Welche Resu-Speicher werden am meisten nachgefragt?
Wir stehen noch am Anfang unseres Vertriebs. Derzeit verfügbar sind die kleinen Niedervoltspeicher mit 3,3 Kilowattstunden auf Basis von 48 Volt. Im Laufe des Monats September werden auch die größeren Speicher mit 6,5 Kilowattstunden ausgeliefert. Im späteren Herbst kommen dann die großen Niedervoltgeräte mit knapp zehn Kilowattstunden und die Hochvoltbaureihe. Alle Geräte kommen aus Korea nach Europa, und in diesem Jahr sind sie alle bereits reserviert oder schon verkauft.
Also verlangt der Markt mehr Speicher, als Sie liefern können?

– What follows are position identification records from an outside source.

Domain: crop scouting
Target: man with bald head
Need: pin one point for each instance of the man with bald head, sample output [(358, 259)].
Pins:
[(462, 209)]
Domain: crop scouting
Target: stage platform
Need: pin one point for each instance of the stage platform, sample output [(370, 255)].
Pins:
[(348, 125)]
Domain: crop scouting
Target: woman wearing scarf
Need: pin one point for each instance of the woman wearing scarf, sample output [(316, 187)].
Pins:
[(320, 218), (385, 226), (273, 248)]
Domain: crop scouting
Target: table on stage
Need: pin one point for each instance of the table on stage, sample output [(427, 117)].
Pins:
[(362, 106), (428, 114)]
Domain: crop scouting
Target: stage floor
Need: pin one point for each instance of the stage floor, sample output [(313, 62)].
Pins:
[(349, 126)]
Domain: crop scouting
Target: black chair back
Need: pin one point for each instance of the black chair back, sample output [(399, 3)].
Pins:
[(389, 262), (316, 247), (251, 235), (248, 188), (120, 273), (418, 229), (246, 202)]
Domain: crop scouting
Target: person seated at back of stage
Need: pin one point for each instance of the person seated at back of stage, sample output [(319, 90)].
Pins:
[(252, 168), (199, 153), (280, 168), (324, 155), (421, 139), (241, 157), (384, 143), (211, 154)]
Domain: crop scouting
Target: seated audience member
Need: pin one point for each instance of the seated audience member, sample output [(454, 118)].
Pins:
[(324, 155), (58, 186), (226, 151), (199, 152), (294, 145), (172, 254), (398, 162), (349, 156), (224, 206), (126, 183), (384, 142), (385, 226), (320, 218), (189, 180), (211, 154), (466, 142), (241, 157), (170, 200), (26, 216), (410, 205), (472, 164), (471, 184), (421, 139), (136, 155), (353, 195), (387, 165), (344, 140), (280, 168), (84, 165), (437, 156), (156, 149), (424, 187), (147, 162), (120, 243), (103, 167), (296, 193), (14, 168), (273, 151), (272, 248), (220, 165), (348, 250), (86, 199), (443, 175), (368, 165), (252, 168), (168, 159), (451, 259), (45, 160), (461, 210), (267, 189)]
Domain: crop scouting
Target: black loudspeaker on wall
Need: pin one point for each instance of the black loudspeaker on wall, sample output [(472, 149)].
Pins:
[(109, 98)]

Zum Glück ist es uns gelungen, die Liefermenge aus Korea für dieses Jahr zu erhöhen. Wir können mehr Speicher in den Markt bringen, als ursprünglich geplant – und fangen so genau den Bedarf auf. Die neue Generation der Resu-Geräte hat zweierlei gezeigt: Zum einen hilft der Resu den Fachhändlern im deutschen Markt, sich zu positionieren und von Wettbewerbern abzugrenzen. In Großbritannien und Italien sind neue Kundengruppen aufgetaucht, die wir bislang nicht auf dem Schirm hatten.
Zum Beispiel?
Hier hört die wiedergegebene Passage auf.